久保寛子《森の目》2024年(筆者撮影)
杵村直子《つながりのかたち》2024年(筆者撮影)
素晴らしいアウラのコレクションではあるが、私が全く理解できなかったり、圧倒的に知らない未知の作家や作品は現状ではあまりないように見受けられた。私は多少東南アジアの状況は親しみを持っているものの、コロナ禍以降は一度も彼の地を訪れる機会がなく、現在の東南アジアのアートの状況には疎くなった人間である。
東南アジアで長い時間を過ごし、展覧会を見るだけでなくさまざまな作家のスタジオを訪れ対話を重ねる薮本なら、私など全く知らない作家とも出会っているだろうし、これからが期待されるまだ評価が定まらない作家や作品を必ず目にしているはずだ。未知の作家たちの活動が薮本の展覧会やコレクションに今後反映されていくことを期待したいし、展覧会で私などの理解を超えた次元の作品をぜひ見せていただきたい。

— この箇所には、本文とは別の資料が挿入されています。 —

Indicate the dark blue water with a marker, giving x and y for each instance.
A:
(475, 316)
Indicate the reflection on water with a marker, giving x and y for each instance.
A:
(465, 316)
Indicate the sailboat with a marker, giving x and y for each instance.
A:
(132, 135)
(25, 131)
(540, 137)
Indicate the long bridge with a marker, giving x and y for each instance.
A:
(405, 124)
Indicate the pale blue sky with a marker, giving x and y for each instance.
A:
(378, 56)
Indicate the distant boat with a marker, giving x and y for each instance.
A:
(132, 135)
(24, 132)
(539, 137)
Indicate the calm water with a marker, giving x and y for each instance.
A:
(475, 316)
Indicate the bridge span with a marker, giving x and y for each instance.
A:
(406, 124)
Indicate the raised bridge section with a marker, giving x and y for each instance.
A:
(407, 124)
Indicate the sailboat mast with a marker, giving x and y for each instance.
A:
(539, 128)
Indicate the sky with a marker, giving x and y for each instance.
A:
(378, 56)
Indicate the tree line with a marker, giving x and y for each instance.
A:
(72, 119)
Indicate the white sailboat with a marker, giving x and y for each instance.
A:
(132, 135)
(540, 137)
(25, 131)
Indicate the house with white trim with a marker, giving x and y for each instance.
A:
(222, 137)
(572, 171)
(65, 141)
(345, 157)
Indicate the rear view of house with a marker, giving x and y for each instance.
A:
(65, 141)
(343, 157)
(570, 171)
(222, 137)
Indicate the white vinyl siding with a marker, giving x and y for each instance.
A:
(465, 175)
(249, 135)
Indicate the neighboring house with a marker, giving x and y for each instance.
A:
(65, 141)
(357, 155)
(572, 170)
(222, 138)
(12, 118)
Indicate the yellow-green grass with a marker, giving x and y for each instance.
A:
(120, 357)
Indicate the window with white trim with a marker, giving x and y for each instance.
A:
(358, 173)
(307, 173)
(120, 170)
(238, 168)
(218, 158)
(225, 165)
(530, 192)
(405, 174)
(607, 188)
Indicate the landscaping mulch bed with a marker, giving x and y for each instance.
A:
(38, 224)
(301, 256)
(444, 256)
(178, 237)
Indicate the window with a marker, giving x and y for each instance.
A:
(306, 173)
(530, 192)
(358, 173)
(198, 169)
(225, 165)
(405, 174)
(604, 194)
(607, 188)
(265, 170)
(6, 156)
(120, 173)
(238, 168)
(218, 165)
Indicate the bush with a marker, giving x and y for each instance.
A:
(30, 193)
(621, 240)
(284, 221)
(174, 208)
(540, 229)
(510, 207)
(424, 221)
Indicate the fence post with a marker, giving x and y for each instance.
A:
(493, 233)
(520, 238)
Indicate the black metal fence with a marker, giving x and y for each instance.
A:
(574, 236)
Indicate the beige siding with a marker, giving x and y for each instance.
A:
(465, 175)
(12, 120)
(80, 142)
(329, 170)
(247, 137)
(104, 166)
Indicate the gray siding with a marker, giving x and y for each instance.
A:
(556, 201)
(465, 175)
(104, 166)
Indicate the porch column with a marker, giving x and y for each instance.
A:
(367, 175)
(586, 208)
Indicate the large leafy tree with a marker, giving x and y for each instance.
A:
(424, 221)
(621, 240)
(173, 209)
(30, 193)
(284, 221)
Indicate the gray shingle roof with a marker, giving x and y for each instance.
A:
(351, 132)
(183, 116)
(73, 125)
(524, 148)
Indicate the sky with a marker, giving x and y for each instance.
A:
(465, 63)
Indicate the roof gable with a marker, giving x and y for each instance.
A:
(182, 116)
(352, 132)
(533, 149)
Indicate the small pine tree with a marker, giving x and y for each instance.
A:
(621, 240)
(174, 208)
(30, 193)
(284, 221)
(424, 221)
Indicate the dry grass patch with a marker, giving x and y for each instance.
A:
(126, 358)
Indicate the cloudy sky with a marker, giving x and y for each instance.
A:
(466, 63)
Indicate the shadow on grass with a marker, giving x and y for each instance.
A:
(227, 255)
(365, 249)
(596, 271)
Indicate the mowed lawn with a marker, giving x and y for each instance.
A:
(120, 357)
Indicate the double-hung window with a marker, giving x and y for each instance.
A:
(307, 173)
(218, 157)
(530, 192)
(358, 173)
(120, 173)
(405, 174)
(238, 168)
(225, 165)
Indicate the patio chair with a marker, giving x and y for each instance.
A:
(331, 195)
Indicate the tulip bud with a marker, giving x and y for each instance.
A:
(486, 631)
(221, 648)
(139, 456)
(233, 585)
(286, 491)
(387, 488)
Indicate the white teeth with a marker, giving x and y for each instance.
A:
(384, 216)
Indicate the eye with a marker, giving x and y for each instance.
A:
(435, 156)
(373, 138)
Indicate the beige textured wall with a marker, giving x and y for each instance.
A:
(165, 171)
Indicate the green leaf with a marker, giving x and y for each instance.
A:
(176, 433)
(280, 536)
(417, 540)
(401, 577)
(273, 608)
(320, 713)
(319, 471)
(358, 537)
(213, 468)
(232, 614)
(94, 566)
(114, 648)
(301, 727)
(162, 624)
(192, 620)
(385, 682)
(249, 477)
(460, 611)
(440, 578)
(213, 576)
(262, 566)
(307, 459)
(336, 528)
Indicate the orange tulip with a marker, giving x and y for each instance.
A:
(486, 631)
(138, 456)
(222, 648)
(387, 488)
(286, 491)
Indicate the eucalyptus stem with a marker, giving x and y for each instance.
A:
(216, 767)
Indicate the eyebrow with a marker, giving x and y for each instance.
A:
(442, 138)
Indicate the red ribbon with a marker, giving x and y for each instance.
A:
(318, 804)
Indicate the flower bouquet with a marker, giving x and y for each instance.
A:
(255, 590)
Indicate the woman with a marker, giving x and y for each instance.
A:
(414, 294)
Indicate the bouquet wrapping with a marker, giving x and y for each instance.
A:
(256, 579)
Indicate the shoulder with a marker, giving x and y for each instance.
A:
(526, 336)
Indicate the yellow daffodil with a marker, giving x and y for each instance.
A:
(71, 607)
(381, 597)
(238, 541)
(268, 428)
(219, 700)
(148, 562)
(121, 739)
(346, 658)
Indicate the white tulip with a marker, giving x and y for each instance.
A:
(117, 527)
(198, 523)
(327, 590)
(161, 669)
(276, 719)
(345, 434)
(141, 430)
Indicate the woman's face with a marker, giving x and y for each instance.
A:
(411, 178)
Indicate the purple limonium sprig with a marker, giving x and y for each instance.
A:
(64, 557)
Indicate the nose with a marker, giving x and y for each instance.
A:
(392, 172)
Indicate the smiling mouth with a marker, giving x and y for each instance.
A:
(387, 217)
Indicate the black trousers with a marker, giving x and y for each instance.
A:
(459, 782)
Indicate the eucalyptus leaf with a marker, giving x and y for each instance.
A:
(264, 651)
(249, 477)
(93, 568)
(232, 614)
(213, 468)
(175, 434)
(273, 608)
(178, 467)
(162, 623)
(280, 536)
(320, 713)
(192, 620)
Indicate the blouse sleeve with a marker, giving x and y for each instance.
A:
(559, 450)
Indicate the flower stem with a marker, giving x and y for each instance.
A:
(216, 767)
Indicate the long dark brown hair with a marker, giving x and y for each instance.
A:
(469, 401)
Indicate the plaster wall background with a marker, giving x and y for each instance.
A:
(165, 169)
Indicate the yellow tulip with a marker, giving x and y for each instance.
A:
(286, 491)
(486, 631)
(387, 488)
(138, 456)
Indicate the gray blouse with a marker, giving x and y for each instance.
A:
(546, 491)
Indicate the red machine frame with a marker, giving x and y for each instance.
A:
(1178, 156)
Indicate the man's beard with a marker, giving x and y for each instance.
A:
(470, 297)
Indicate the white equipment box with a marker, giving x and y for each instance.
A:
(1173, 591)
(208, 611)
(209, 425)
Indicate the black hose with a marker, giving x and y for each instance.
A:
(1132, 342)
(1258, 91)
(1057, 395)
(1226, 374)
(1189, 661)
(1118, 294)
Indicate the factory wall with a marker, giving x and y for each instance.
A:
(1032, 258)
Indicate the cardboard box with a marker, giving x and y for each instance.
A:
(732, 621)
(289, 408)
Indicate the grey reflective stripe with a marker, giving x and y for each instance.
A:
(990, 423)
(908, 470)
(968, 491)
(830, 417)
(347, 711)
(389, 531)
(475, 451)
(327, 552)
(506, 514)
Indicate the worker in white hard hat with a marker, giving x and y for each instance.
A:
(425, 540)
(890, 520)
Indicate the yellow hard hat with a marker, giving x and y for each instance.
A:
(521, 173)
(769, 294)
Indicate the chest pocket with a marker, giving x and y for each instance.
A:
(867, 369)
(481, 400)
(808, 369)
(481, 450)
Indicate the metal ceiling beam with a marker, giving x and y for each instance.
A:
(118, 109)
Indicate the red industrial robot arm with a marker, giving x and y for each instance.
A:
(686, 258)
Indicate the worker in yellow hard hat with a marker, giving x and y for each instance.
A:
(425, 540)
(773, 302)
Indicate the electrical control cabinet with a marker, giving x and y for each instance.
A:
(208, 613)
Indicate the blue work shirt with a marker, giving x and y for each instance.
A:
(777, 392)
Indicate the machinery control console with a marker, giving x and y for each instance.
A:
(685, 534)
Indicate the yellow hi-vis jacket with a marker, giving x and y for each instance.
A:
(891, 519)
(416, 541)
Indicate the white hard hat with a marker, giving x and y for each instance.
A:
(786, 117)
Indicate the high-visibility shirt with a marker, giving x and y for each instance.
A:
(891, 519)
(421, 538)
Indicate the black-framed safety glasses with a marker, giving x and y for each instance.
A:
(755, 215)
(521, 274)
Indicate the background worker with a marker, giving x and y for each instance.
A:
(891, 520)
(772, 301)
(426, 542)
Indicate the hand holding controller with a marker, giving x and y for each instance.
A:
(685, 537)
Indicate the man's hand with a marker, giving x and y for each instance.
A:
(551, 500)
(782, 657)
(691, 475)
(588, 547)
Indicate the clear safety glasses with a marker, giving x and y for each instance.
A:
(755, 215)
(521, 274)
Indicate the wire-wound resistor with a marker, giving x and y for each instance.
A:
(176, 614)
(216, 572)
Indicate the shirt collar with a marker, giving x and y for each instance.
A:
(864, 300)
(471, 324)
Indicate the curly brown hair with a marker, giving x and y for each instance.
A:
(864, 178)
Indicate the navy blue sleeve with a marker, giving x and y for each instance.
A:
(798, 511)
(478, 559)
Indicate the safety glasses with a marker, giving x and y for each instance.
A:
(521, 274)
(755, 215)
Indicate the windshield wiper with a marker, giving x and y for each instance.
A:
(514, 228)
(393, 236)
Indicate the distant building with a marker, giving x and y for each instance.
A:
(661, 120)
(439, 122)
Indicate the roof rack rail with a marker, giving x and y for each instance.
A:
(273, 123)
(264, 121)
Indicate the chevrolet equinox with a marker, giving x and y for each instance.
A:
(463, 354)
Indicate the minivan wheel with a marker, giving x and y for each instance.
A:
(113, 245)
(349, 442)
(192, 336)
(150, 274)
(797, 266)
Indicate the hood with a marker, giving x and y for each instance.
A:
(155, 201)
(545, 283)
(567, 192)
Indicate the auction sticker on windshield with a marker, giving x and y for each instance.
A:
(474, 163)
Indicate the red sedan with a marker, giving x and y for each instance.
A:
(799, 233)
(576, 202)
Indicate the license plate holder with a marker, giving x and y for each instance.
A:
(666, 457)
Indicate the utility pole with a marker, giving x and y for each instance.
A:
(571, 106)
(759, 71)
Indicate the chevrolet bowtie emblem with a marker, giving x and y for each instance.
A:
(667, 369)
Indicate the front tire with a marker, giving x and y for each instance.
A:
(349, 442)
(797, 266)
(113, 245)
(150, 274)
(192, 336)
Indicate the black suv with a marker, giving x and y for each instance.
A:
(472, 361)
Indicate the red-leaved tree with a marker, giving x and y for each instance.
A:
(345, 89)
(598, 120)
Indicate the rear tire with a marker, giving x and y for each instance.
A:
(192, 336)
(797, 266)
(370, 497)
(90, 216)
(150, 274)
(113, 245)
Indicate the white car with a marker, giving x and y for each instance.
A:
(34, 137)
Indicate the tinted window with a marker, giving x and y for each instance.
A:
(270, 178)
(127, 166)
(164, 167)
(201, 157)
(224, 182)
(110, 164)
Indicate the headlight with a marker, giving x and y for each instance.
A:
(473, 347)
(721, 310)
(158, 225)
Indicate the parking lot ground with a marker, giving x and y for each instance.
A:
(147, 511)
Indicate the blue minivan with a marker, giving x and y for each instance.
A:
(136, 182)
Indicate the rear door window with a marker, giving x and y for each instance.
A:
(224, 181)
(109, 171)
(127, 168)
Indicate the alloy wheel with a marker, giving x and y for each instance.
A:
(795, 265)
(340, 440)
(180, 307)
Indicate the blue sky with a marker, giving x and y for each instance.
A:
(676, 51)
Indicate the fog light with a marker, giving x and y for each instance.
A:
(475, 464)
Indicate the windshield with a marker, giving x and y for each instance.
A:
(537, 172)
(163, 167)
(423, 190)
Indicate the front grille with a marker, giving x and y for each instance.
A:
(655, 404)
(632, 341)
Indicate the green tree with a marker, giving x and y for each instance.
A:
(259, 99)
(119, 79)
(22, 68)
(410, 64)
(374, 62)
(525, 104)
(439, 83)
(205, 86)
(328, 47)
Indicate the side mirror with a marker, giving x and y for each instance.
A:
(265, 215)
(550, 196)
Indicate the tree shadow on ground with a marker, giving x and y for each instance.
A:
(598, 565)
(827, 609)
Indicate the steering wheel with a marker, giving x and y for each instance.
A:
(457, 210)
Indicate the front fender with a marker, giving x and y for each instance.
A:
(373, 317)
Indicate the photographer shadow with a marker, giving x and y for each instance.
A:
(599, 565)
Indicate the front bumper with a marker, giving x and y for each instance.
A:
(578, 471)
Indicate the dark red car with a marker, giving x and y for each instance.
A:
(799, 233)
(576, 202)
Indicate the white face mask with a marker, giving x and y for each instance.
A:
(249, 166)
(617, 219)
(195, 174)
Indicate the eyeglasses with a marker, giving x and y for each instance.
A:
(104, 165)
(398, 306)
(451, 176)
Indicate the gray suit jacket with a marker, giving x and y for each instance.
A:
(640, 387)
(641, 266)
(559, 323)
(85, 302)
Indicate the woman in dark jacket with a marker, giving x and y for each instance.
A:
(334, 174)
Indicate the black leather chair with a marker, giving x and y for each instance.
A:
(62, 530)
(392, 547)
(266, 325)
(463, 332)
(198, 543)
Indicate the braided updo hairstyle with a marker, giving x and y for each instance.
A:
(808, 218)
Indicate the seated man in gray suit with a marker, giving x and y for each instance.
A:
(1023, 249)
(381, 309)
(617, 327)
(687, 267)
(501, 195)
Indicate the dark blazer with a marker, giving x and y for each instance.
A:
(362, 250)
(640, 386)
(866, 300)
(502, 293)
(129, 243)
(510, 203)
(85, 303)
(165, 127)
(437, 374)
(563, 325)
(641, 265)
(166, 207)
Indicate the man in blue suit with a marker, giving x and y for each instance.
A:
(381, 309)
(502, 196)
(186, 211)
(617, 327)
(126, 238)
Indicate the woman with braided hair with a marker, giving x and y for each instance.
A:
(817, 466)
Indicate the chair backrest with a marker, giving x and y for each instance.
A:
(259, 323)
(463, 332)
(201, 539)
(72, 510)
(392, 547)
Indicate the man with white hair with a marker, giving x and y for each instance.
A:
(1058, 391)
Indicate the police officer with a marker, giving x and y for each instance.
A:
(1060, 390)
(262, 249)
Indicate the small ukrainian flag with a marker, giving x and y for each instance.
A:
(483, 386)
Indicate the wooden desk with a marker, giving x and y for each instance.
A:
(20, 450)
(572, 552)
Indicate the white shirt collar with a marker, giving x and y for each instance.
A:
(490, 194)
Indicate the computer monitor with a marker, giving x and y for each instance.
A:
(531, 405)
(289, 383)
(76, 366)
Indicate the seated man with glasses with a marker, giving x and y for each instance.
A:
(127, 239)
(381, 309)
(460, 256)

いずれにしても、薮本は現代美術作品の収集を始めてたった数年で素晴らしコレクションを築いた。それだけでなく助成事業なども手掛け、アートの振興にも貢献している。さらに、この数年はキュレーティング活動を積極的に展開し、紀南AWという芸術祭のディレクションも担っている。ものすごいスピードで目覚ましい実績を積み上げる姿には驚嘆する。人類学に関心をもち、アートと人類学をつなげる取り組みで3年という最小限の時間で博士号も取得しようとしている。この行動力とスピード感は尋常ではない。
この勢いでより精力的に活動を広げてもらいたいと思う一方で、改めて今回の紀南アートウィークのキュレーティングに着目してみると、展覧会を通じてエコロジー、人類学、アナキズム、クィアなど、現在わりと多くの人が注目するワードが散りばめられており、それは同時代性が強いとも言えるのだが、どこか盛り込みすぎで、核となる粘菌性とゾミアからひろがる世界が薄まってしまった勿体無さも感じてしまう。ゾミアについてもう少し直接的に本展とのつながりを感じたいし、粘菌性の大元となる粘菌そのものに薮本がどう出会っているのかあまり理解できなかった。そう考えると、キュレーティングとして掘り下げられる余地はまだありそうだ。そして、それは今後薮本がどこに向かうかとも密接につながっているだろう。
薮本自身はあくまで動物的な直感で突き進むことができるコレクションにもっとのめり込みたいという。よいと思った作品を手にいれ、それを他者に共有する。他者を統治することなく、これを続けるにはとても繊細な意識も必要だろう。根幹としてはコレクターであり続け、柔軟で多様な活動はぜひ今後もさらに深めていただきたい。それは薮本にしかできない社会貢献にもつながるはずだし、彼の動物的直感と欲求が剥き出しになることで生まれる、まだ見ぬ表現に出会えることを期待している。そしてそれは、紀南AWに関わる決して数は多くないけれど素敵な人々との水平的で良好な関係から実現されるに違いないと確信している。
[1] ジェームズ・C・スコット著、佐藤仁監訳『ゾミアー脱国家の世界史』みすず書房、2013年
[2] Thomas Struth, Museum Photographs, Schirmer/Mosel Verlag GmbH, 2004年
服部 浩之(はっとり ひろゆき)
早稲田大学大学院修了(建築学)。国際芸術センター青森などで約10年間アーティスト・イン・レジデンスに従事。フリーランスを経て、秋田公立美術大学などで芸術教育に携わる。半公共・コモンズ・横断性をキーワードに協働を軸にしたプロジェクトを展開。近年の活動に第58回ヴェネチア・ビエンナーレ国際美術展日本館展示「Cosmo-Eggs|宇宙の卵」(2019年)、「200年をたがやす」(2021年、秋田市文化創造館)、アートサイト名古屋城「あるくみるきくをあじわう」(2024年)など。